Strategien gegen Hate Speech
Sowohl für Betroffene, als auch für Zeug*innen bestehen zahlreiche Handlungsmöglichkeiten, um dem Phänomen Hate Speech im Internet zu begegnen.
Allgemeine Handlungsoptionen
Melden: Auf allen gängigen Social-Media-Plattformen besteht die Möglichkeit einzelne Beiträge oder auch ganze Nutzer*innenprofile zu melden, um ihre Löschung zu erwirken. Meistens befinden sich die Buttons zum Melden in den entsprechenden Posts selbst. Auch wenn einzelne Äußerungen keinen strafbaren Inhalt aufweisen sollten, können sie dennoch gegen die Nutzer*innenordnung der jeweiligen Plattform verstoßen und dementsprechend gelöscht werden. Neben internen Meldeverfahren verfügen Dienste wie Facebook, Twitter und Youtube in Deutschland über die zusätzliche Option, Beiträge auf Grund von Verstößen gegen das Netzwerkdurchsetzungsgesetz (NetzDG) zu melden und löschen zu lassen.
Anzeigen: Um juristisch gegen strafbare Äußerungen und Inhalte im Netz vorgehen zu können, müssen diese bei den Ermittlungsbehörden zur Anzeige gebracht werden. Entsprechende Strafanzeigen können mündlich, schriftlich sowie per Mail an Polizeidienststellen gerichtet werden oder auch über die Onlinewache der Polizei erfolgen.
Dokumentation: Für die Strafverfolgung von Hate Speech ist zudem eine möglichst detaillierte Beweissicherung entsprechender Äußerungen notwendig. Dabei müssen Inhalt, Urheber*in und Zeitpunkt der Äußerung sowie die Internetadresse (URL) des jeweiligen Posts ersichtlich sein. Zudem sollte der Kontext, auf den sich eine Äußerung bezieht, dokumentiert werden. Auch die Sammlung weiterer Informationen über die Identität der Urheber*in kann für die Ermittlungsbehörden hilfreich sein.
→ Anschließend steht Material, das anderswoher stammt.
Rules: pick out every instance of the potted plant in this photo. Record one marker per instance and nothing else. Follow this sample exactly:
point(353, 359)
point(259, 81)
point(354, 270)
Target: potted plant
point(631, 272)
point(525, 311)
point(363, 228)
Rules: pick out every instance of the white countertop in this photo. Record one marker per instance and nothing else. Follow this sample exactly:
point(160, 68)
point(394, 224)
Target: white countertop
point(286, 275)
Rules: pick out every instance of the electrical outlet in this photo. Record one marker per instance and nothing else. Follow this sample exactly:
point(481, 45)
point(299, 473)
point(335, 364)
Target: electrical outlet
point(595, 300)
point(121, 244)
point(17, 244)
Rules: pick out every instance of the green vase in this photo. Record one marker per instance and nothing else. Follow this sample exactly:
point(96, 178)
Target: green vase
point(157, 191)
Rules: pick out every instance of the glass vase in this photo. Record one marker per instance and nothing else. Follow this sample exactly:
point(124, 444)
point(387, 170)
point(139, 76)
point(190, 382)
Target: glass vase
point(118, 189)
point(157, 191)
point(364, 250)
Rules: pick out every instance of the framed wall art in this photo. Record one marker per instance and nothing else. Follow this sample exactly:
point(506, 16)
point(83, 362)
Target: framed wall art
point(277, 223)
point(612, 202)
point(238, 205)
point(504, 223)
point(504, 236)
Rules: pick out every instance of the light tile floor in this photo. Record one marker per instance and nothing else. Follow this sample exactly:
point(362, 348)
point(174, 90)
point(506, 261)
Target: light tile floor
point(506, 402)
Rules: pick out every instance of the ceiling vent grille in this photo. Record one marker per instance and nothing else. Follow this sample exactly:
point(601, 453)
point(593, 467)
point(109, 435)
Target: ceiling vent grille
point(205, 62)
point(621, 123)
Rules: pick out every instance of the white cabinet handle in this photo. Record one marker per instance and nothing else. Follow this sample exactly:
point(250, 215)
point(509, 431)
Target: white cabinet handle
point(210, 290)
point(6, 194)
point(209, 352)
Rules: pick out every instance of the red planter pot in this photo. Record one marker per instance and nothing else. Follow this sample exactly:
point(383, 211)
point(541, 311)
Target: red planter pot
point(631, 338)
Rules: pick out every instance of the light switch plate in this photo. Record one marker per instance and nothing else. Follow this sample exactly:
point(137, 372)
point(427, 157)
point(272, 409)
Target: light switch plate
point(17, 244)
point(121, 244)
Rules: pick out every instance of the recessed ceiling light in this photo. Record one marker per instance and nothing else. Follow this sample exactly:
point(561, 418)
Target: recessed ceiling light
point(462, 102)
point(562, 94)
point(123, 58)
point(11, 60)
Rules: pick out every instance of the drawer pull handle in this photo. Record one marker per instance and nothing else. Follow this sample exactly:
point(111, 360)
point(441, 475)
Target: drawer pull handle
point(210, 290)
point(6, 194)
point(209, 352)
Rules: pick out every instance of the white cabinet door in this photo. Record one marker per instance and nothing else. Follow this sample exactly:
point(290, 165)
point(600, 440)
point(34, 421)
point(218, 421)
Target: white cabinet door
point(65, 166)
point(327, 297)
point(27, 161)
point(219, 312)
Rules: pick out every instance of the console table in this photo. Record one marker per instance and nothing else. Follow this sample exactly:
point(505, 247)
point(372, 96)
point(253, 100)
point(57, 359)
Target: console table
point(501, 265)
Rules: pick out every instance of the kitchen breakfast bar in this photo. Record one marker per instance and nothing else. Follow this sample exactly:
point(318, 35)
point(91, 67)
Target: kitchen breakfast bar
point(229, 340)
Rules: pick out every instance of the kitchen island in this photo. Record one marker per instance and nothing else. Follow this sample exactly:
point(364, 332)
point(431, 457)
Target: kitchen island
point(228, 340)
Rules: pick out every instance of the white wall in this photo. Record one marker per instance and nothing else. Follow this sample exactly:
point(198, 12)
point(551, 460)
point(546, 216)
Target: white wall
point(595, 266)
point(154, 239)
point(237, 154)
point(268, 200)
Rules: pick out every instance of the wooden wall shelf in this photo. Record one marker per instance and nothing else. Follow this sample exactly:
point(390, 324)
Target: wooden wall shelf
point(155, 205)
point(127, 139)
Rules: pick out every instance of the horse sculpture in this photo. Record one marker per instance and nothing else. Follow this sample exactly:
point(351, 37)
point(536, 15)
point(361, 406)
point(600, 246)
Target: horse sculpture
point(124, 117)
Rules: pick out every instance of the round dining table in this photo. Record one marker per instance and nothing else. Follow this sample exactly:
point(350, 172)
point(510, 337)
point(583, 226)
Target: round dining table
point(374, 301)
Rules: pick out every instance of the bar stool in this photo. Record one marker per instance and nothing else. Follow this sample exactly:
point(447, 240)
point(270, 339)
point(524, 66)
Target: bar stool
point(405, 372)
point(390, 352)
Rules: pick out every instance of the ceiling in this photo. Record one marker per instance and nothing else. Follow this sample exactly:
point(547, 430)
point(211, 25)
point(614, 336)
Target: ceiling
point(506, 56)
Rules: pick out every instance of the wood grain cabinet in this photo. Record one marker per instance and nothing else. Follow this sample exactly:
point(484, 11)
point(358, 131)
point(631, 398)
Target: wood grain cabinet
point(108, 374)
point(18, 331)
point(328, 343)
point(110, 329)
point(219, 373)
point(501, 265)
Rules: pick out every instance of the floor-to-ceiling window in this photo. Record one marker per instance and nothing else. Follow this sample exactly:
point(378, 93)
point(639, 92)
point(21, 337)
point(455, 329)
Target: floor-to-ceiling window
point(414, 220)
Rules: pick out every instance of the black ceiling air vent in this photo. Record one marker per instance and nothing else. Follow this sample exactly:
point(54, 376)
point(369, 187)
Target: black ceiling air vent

Weitere Informationen zu strafbaren Inhalten, Möglichkeiten der Anzeigenstellung und dem Ablauf von Ermittlungsverfahren sowie zur beweissicheren Dokumentation von Hate Speech finden sich im Factsheet "Juristisches Vorgehen gegen Hate Speech".
Weitere Handlungsansätze für Betroffene
Nutzer*innen blockieren: In allen gängigen sozialen Netzwerken haben Nutzer*innen die Möglichkeit andere Nutzer*innen zu blockieren, sodass ihr Profil für jene nicht mehr sichtbar ist und sie keine persönlichen Nachrichten mehr von ihnen erhalten. Um ein Profil zu blockieren, muss die zu blockierende Profilseite geöffnet und der Button "blockieren" ausgewählt werden.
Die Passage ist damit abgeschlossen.